Students learn that AI can reflect and amplify human biases. Examples include: job application filters that favour certain names, or facial recognition that works less well for darker skin tones. The goal is not to frighten students but to make them careful consumers of AI.
Students learn that AI is a tool. Humans are responsible for how it is used. An AI that makes a mistake is not at fault—the person who used it without checking is. Students also learn when not to use AI: for tasks requiring human judgment, empathy, or accountability.
5. Alignment with Existing Curriculum
WAEC and NECO already assess critical thinking, problem solving, and information evaluation. This framework does not add new subjects. It integrates AI literacy into existing lessons. For example:
- In English, students can analyse whether an AI-generated text is reliable
- In Social Studies, students can discuss fairness of AI systems in government services
- In Mathematics, students can explore how averages and patterns relate to machine learning
6. Practical Constraints and Adaptations
Most Nigerian secondary schools lack computers. This framework does not require them. All activities are discussion-based, with examples drawn from mobile phones students already own. Teachers do not need prior AI knowledge. The framework includes guided questions and sample lesson plans.
For schools with internet access, teachers can demonstrate real AI tools: Google Lens, voice assistants, or free online demos of image recognition. But these are optional.

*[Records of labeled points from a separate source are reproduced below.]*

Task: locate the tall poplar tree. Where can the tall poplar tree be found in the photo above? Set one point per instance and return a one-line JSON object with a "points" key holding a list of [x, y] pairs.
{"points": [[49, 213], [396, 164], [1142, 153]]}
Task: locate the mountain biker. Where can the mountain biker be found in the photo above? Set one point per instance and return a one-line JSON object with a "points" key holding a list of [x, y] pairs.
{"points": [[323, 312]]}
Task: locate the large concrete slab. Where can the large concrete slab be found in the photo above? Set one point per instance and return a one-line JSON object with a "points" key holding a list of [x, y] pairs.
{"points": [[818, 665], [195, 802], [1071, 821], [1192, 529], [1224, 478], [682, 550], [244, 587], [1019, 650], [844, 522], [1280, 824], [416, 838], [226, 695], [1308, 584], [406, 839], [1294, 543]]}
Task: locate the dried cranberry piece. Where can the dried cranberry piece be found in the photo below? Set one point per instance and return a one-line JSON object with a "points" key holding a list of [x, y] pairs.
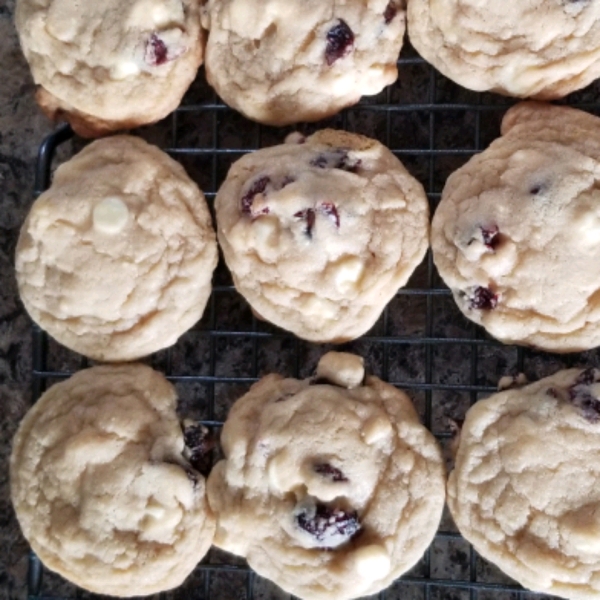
{"points": [[390, 12], [328, 523], [309, 215], [340, 40], [156, 51], [484, 299], [490, 236], [583, 399], [199, 441], [330, 472], [587, 377], [329, 209], [258, 187]]}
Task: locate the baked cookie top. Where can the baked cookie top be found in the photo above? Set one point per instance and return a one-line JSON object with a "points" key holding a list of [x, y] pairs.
{"points": [[524, 490], [331, 487], [101, 488], [319, 235], [523, 48], [115, 259], [516, 235], [111, 65], [285, 61]]}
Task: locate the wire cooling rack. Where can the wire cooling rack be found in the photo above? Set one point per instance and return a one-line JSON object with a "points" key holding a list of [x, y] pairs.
{"points": [[421, 343]]}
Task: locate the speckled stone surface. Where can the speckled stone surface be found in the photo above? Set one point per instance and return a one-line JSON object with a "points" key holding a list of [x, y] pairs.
{"points": [[422, 343], [21, 129]]}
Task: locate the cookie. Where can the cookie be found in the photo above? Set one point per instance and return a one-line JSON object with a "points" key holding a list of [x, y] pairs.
{"points": [[110, 65], [523, 48], [331, 487], [319, 235], [524, 490], [115, 260], [285, 61], [101, 488], [516, 235]]}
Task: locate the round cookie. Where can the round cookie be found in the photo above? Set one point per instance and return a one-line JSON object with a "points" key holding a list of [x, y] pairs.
{"points": [[115, 259], [523, 48], [331, 487], [516, 235], [320, 235], [285, 61], [524, 490], [110, 65], [101, 488]]}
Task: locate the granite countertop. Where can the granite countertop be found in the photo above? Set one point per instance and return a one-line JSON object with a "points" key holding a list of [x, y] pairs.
{"points": [[22, 127]]}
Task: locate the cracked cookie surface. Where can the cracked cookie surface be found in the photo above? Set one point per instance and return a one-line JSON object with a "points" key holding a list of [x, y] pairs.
{"points": [[331, 487], [319, 235], [101, 488], [115, 260], [110, 65], [516, 235], [524, 489], [285, 61], [524, 48]]}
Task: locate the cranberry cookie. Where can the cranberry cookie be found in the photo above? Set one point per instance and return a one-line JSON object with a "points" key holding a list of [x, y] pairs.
{"points": [[115, 260], [523, 48], [110, 65], [524, 490], [320, 235], [285, 61], [516, 236], [100, 485], [331, 487]]}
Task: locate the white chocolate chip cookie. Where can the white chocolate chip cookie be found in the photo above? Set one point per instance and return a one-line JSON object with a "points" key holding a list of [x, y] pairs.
{"points": [[285, 61], [101, 488], [524, 48], [319, 235], [524, 490], [110, 65], [115, 260], [332, 492], [516, 236]]}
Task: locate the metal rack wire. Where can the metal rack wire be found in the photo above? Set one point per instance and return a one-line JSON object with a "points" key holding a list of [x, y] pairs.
{"points": [[421, 343]]}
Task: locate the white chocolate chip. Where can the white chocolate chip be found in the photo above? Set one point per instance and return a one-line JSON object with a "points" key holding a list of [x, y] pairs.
{"points": [[347, 272], [342, 368], [124, 69], [376, 429], [110, 216], [372, 562], [266, 233]]}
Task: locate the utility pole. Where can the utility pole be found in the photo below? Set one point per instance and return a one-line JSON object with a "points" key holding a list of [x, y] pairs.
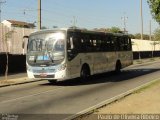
{"points": [[150, 30], [1, 2], [124, 18], [141, 12], [39, 14]]}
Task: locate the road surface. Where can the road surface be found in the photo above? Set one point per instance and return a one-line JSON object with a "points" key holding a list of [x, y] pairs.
{"points": [[62, 100]]}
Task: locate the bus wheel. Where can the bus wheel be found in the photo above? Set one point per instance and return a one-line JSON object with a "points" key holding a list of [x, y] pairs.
{"points": [[118, 67], [85, 72]]}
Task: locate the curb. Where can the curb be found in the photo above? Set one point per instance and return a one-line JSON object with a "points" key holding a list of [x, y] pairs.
{"points": [[19, 83], [109, 101]]}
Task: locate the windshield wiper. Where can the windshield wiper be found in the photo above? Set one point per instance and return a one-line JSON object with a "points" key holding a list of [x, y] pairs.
{"points": [[48, 52]]}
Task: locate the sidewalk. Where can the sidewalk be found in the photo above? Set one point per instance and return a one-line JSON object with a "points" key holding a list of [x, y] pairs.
{"points": [[15, 80]]}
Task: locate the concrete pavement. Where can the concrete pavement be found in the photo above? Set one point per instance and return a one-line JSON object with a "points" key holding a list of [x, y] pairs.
{"points": [[19, 78]]}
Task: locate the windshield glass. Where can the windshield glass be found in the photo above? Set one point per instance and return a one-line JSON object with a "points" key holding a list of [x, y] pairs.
{"points": [[47, 47]]}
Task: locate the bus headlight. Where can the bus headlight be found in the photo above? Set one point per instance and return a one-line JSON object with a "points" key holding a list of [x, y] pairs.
{"points": [[62, 67]]}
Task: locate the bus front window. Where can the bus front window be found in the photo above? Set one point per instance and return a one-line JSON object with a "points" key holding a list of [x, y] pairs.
{"points": [[46, 48]]}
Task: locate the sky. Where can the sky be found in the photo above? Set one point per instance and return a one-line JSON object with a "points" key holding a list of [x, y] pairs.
{"points": [[88, 14]]}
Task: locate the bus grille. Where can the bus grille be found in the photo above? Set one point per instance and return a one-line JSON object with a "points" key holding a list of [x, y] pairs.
{"points": [[47, 76]]}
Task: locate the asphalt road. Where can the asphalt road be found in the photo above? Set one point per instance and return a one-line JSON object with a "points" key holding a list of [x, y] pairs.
{"points": [[46, 101]]}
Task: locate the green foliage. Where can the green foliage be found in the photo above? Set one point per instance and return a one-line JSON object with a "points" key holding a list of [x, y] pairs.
{"points": [[155, 9], [112, 29]]}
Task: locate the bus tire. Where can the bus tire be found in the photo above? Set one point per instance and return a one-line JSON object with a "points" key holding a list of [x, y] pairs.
{"points": [[85, 72], [118, 67]]}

7. Limitations and Further Work
This framework is a starting point, not a complete curriculum. It has not yet been tested in Nigerian classrooms. Empirical research is needed to understand what students actually learn and what teachers find useful. The framework also does not address advanced topics such as neural networks, training data size, or model evaluation—these are appropriate for senior secondary or tertiary education.
8. Conclusion
AI literacy is a basic requirement for digital citizenship in the 21st century. African students should not be excluded because their schools lack computers. This framework shows that foundational AI concepts can be taught through discussion, analogy, and critical thinking exercises that require no technology. The next step is classroom implementation and evaluation.
References
Long, D., & Magerko, B. (2020). What is AI literacy? Competencies and design considerations. Proceedings of the CHI Conference on Human Factors in Computing Systems.
UNESCO. (2022). K-12 AI curricula: A mapping of government-endorsed AI curricula. Paris: UNESCO.
WAEC. (2020). Senior School Certificate Examination syllabus for Critical Thinking. Lagos: WAEC Nigeria.
Holmes, W., Bialik, M., & Fadel, C. (2019). Artificial intelligence in education: Promises and implications for teaching and learning. Boston: Center for Curriculum Redesign.